4

Let's say I have a really large file foo.txt and I want to iterate through it doing something upon finding a regular expression. Currently I do this:

f = open('foo.txt')
s = f.read()
f.close()
for m in re.finditer(regex, s):
    doSomething()

Is there a way to do this without having to store the entire file in memory?

NOTE: Reading the file line by line is not an option because the regex can possibly span multiple lines.

UPDATE: I would also like this to work with stdin if possible.

UPDATE: I am considering somehow emulating a string object with a custom file wrapper but I am not sure if the regex functions would accept a custom string-like object.

Matt
  • 21,026
  • 18
  • 63
  • 115
  • 1
    FWIW a trivial test I just did seems to indicate that `re.finditer()` _will_ accept a subclass of `str`. Therefore, it sounds possible to use that approach if you can determine and emulate all the `str` methods that `finditer()` uses. – martineau Jun 21 '12 at 14:46
  • Another possibility would be to subclass the [`UserString`](http://docs.python.org/library/userdict.html#module-UserString) class wrapper (or use it as template for your own class). Source for it should be in the ../lib/UserString.py file of your Python installation. Everything appears to revolve around manipulating `self.data` attribute internally, so maybe you could hook into that in your own subclass. If nothing else it looks like a good implementation guide for a custom `str` subclass. – martineau Jun 21 '12 at 21:22
  • @martineau I think the whole purpose of `UserString` was to subclass `str` back when builtins could not be subclassed. – Matt Jun 21 '12 at 21:34
  • That's probably true, but it still exists and if nothing else it looks useful as a compact guide to the methods needed...to perhaps implement something based on one of the answers below to retrieve the data. – martineau Jun 22 '12 at 00:03

4 Answers4

5

Either you will have to read the file chunk-wise, with overlaps to allow for the maximum possible length of the expression, or use an mmapped file, which will work almost/just as good as using a stream: https://docs.python.org/library/mmap.html

UPDATE to your UPDATE: consider that stdin isn't a file, it just behaves a lot like one in that it has a file descriptor and so on. it is a posix stream. if you are unclear on the difference, do some googling around. the OS cannot mmap it, therefore python can not.

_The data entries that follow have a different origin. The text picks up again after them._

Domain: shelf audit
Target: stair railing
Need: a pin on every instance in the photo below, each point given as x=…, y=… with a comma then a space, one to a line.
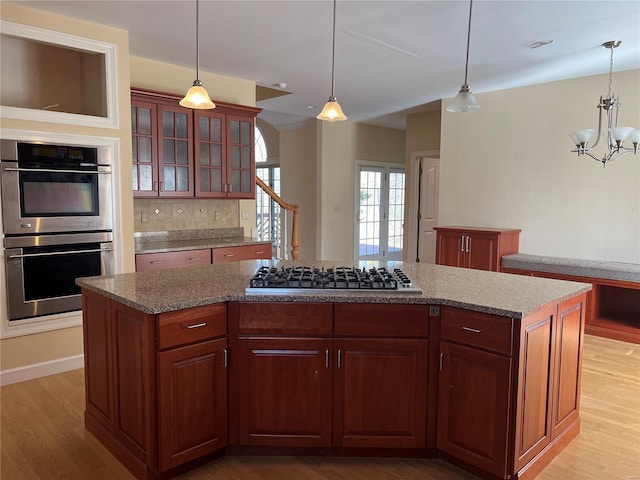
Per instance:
x=289, y=207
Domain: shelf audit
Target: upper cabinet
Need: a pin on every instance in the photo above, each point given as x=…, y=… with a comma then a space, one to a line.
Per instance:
x=178, y=152
x=472, y=247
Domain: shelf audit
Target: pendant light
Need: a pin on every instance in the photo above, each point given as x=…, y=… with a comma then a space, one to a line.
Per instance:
x=197, y=97
x=465, y=101
x=332, y=111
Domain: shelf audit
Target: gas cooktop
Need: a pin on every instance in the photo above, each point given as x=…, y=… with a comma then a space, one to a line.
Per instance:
x=302, y=279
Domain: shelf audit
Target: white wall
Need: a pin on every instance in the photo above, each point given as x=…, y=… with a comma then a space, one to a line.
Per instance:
x=510, y=165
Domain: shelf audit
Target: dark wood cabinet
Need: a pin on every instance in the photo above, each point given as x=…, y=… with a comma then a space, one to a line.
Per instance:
x=478, y=248
x=179, y=152
x=156, y=385
x=162, y=153
x=192, y=402
x=485, y=397
x=335, y=389
x=186, y=258
x=380, y=393
x=473, y=407
x=285, y=394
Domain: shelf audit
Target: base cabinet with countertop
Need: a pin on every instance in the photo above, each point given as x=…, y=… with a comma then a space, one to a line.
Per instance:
x=496, y=394
x=318, y=375
x=156, y=385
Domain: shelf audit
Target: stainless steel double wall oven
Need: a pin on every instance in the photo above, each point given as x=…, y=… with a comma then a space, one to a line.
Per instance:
x=57, y=223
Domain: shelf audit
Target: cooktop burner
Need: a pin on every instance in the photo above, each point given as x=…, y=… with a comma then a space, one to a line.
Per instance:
x=302, y=279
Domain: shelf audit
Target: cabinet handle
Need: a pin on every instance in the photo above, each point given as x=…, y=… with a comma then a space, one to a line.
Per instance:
x=473, y=330
x=196, y=325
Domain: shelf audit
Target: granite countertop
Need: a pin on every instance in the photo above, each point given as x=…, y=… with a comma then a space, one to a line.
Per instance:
x=488, y=292
x=626, y=272
x=172, y=241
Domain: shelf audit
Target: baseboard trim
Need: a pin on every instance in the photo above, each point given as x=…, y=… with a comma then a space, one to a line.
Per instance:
x=37, y=370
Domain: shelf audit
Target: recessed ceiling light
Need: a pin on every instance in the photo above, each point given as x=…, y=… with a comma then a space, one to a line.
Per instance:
x=540, y=43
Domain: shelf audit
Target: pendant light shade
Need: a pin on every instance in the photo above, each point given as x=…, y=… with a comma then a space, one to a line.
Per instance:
x=332, y=112
x=465, y=101
x=197, y=97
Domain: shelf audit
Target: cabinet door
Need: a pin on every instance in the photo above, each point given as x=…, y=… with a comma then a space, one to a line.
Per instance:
x=473, y=407
x=175, y=172
x=144, y=148
x=241, y=172
x=450, y=249
x=482, y=252
x=192, y=402
x=284, y=392
x=566, y=375
x=380, y=393
x=210, y=156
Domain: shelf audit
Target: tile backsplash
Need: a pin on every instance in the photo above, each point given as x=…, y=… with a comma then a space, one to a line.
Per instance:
x=160, y=214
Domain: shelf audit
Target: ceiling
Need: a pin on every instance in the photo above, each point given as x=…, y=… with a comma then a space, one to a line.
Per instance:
x=392, y=57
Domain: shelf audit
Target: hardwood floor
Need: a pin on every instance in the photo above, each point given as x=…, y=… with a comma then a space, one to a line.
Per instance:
x=42, y=436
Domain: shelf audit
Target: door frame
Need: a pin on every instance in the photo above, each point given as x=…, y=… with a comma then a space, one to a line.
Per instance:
x=411, y=203
x=387, y=166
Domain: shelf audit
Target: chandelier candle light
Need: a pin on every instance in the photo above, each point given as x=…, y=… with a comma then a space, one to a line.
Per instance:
x=615, y=135
x=332, y=111
x=197, y=97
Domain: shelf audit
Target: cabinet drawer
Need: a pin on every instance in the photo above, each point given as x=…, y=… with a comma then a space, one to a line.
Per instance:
x=192, y=325
x=183, y=258
x=248, y=252
x=477, y=329
x=285, y=318
x=381, y=320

also consider that what you're doing may be an ill-suited thing to use a regex for. regex's are great for capturing small stuff, like parsing a connection string, a log entry, csv data and so on. they are not a good tool to parse through huge chunks of data. this is by design. you may be better off writing a custom parser.

some words of wisdom from the past: http://regex.info/blog/2006-09-15/247

twasbrillig
  • 17,084
  • 9
  • 43
  • 67
Ben Kunz
  • 136
  • 4
  • Thanks, unfortunately this does not work with special files like `stdin`. Is there a way that also works with `stdin`? – Matt Jun 20 '12 at 20:52
  • 1
    short answer: no, you can not mmap stdin. long answer: consider how regular expressions work, with backtracking and all that seeking around that they do. now consider doing this on a stream. does it still sound like a good idea? =D similiarly, mmapping stdin would imho not make much sense and open a whole can of problems – Ben Kunz Jun 20 '12 at 21:08
  • I don't think regular expressions ever need to backtrack, unless they are not regular. I know you can't mmap stdin or any stream, that's why I asked if there is another way. – Matt Jun 26 '12 at 21:48
  • Also, see this related question for an example of implementation using `mmap`: [How do I re.search or re.match on a whole file without reading it all into memory?](https://stackoverflow.com/a/454589/2291710) – Delgan May 07 '18 at 20:45
5

If you can limit the number of lines that the regex can span to some reasonable number, then you can use a collections.deque to create a rolling window on the file and keep only that number of lines in memory.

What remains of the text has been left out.